I consulenti, alcuni mesi fa aveva­no già consegnato una prima relazione. Ma di recente han­no ultimato il loro lavoro giungendo ad una conclusio­ne estremamente drastica: «La struttura dovrebbe esse­re dichiarata inagibile e dun­que non idonea ad ospitare malati e personale sanitario».

In pratica, secondo i tecnici, la costruzione sarebbe «fragi­le» tanto da richiedere l’im­mediata chiusura.Ma il San Gio­vanni di Dio di Agrigento non è un piccolo ospedale ed ha una capienza di oltre 400 posti letto. Non è dunque faci­le immaginare le conseguen­ze di una chiusura che fino a qualche mese fa tutti esclude­vano.
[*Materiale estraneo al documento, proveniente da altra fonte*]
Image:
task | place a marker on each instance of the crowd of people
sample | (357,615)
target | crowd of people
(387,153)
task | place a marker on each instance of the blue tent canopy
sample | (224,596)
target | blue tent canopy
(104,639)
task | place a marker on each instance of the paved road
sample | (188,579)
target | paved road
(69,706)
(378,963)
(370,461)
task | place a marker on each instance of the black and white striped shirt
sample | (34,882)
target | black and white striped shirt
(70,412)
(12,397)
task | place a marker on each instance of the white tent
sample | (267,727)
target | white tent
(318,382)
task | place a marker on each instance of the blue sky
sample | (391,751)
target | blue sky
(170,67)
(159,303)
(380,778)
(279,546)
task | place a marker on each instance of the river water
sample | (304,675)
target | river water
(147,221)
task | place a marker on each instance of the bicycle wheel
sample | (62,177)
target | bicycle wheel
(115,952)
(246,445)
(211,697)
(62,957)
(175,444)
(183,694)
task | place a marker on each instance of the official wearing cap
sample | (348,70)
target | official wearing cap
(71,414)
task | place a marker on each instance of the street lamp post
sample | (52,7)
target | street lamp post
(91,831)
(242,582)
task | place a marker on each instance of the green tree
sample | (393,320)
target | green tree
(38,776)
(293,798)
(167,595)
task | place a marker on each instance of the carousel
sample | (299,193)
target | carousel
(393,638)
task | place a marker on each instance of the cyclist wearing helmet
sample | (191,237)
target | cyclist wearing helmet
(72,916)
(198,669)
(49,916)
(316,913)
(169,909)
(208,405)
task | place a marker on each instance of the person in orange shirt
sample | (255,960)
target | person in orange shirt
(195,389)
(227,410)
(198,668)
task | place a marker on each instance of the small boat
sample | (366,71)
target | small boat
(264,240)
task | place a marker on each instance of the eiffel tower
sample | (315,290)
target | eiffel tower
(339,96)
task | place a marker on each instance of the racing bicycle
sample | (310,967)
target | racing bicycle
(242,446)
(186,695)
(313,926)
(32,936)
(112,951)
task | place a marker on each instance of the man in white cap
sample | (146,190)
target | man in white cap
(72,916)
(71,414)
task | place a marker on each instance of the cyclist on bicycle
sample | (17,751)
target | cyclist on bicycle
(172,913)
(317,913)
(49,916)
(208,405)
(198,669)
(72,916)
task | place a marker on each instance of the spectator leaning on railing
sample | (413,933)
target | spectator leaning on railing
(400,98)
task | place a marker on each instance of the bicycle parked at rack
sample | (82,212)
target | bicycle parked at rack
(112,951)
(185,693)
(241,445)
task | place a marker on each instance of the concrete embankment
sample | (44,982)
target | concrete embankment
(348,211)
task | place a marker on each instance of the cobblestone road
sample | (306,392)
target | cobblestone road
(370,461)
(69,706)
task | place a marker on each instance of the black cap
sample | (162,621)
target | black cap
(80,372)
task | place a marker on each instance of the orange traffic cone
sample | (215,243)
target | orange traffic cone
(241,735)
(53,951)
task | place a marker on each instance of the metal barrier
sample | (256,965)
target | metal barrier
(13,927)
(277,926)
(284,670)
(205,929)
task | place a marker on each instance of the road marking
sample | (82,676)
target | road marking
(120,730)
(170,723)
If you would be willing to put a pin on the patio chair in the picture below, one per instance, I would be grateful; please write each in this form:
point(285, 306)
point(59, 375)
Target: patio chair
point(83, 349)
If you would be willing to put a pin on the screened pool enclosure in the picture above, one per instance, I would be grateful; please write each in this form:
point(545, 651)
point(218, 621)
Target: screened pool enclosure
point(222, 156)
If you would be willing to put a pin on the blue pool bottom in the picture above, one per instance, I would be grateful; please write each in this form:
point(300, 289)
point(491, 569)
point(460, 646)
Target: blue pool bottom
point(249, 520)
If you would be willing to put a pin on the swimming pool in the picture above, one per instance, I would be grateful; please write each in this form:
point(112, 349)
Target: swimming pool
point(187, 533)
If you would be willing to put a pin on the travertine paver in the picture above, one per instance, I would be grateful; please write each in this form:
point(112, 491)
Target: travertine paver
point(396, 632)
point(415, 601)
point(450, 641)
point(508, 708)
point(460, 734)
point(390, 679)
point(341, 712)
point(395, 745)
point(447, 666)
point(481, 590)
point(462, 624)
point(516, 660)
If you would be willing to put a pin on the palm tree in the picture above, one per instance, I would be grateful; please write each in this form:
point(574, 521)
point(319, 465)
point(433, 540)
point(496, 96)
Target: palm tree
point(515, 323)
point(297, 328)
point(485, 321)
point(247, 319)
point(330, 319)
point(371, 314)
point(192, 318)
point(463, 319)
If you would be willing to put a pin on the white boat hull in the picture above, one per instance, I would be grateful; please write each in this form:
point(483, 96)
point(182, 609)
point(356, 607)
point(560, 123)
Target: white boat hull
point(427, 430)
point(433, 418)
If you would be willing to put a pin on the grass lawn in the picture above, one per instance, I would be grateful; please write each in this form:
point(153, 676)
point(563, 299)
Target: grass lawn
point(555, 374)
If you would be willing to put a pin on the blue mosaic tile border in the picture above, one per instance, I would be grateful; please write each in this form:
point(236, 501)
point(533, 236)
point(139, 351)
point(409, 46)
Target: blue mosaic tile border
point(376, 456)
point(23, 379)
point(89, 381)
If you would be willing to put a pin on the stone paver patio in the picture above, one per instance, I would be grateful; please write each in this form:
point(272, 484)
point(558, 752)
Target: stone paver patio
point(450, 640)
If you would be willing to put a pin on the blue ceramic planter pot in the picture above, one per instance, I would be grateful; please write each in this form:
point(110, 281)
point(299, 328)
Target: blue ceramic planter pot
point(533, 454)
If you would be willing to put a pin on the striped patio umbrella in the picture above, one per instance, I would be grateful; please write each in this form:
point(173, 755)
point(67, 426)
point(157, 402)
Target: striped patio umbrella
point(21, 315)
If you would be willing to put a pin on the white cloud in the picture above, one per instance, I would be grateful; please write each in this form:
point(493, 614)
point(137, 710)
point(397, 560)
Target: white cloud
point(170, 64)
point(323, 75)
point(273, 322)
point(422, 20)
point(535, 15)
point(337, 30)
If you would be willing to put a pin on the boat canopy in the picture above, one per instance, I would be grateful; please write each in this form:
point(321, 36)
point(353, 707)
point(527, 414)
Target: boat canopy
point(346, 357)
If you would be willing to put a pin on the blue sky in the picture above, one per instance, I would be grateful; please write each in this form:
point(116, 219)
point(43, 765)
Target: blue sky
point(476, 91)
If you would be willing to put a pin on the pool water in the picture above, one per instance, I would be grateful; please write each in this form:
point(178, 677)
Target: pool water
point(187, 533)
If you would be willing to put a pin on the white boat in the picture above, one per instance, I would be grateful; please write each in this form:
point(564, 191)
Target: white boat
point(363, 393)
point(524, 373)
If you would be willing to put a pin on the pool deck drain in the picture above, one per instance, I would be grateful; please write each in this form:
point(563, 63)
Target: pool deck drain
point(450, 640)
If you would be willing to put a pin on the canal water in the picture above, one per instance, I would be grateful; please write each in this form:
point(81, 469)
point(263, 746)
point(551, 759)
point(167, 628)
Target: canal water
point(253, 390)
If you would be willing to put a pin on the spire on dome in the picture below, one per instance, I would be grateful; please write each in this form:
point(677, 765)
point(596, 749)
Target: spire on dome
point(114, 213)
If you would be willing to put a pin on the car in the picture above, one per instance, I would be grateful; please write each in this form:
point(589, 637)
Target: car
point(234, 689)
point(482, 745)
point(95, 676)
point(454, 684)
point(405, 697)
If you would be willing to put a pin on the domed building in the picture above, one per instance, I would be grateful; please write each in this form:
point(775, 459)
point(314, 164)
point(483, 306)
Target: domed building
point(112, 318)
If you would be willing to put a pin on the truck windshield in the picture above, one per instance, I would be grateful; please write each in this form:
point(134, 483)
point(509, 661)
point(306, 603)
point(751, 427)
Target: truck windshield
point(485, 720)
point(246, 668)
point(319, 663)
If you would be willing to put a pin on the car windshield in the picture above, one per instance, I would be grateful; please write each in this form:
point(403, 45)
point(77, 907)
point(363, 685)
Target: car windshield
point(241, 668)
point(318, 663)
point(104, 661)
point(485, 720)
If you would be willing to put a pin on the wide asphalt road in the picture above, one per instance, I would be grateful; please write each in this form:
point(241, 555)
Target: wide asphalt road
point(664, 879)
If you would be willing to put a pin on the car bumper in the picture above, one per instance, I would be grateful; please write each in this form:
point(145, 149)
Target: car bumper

Sono proprio i risultati  dei carotaggi che non lascia­no spazio a dubbi. La cosid­detta «resistenza alla com­pressione » dei campioni pre­levati è risultata di gran lun­ga inferiore rispetto a quanto indicato nel progetto. E que­sto proprio per la scarsa quan­tità di cemento. Un riscontro tecnico che aggraverebbe la posizione del direttore dei la­vori e dei tecnici.